Gridded population sampling methods like geo-sampling are becoming increasingly popular in countries with outdated or inaccurate census data because of their timeliness, flexibility, and cost. Using deep learning models directly on satellite images, we provide a novel method for sample frame construction that identifies residential gridded aerial units. In cases where manual classification of satellite images is used to (1) correct for errors in gridded population data sets or (2) classify grids where population estimates are unavailable, this methodology can help reduce annotation burden with comparable quality to human analysts.
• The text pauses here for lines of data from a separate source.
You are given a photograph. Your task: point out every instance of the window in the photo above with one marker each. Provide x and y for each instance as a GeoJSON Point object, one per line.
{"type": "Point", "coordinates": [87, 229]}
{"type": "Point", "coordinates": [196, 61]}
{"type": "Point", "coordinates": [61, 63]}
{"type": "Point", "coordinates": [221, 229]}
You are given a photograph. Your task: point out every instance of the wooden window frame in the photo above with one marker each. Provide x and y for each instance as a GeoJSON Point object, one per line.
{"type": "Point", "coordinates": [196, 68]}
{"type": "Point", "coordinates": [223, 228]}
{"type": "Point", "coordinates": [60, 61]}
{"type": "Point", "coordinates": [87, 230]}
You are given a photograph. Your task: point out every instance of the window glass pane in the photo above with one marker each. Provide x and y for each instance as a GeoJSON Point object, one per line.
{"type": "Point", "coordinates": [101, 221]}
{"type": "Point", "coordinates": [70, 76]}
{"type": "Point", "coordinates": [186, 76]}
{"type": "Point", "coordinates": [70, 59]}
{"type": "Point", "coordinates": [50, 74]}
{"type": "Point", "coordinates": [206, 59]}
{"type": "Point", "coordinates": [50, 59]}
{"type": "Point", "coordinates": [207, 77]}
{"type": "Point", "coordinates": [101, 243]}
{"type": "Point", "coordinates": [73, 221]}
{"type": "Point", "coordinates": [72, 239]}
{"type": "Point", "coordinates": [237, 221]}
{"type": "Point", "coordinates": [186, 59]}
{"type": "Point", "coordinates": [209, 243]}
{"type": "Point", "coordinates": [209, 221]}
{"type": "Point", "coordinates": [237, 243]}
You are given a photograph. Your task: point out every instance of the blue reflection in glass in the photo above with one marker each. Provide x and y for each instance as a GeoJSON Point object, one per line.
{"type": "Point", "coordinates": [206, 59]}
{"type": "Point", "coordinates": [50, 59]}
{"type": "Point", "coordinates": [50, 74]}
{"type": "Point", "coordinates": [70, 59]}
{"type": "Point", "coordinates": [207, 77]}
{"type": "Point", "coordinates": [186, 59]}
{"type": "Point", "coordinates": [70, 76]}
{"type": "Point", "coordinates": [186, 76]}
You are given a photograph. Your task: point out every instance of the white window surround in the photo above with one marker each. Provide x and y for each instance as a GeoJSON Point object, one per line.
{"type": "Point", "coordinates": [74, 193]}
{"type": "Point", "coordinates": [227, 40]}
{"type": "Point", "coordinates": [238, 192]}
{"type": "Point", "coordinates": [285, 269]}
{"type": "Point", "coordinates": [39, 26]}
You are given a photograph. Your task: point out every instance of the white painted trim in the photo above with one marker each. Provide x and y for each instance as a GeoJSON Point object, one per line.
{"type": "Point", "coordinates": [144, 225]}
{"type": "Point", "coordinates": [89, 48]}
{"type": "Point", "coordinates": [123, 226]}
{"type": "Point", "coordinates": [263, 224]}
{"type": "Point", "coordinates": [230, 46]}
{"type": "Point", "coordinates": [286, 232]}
Household Detection Within Gridded Population Area Units: Producing Small Area Population Estimates in Geo-Sampling

Final candidate for the monograph

Dr Safaa Amer (RTI International) - Presenting Author
Mr James Cajka (RTI International)
Mr Rob Chew (RTI International)
Mr Kasey Jones (RTI International)
Ms Jennifer Unangst (RTI International)
Ms Justine Allpress (RTI International)

While gridded population data sets use information from aerial imagery to estimate population, the distribution of the population estimate within a grid unit is not necessarily uniform (i.e., the modifiable areal unit problem (MAUP)). To create units that are operationally relevant for conducting household surveys in LMICs, sometimes population estimates and household counts are needed at areas smaller than what is typically found in gridded population datasets with a global coverage. To further enhance gridded population sampling methods, machine learning models designed for object detection tasks are being developed to identify and count the number of structures per grid cell, with the goal of using these counts as a proxy for soft population estimates. Sampling buildings within smaller grid cells, rather than covering all households within the original sampled cells, will lead to lower levels of clustering. In this case, the size of the cluster is estimated through the number of buildings detected within each of the grid cells, the approximate building footprint for detected structures, and assumptions about the number of households per building, allowing for the use of probability proportional to size and enhanced calculation of weights.

As a case study, we will implement this model in an area previously surveyed using the Geo-sampling methodology in Nigeria. Our approach will be evaluated in two ways: 1) in order to confirm that we correctly counted buildings, we will manually label validation images and test our accuracy, and 2) we will be able to see if there is any correlation between the number of buildings in a PSU and an area’s population by using PSU-level population estimates provided by Landscan. In this paper, we will highlight the challenges and limitations faced while trying to produce small geographic area population estimates and discuss how we can use these estimates to enhance Geo-sampling. Additional considerations will be raised to discuss the implications on sampling weights and population estimates.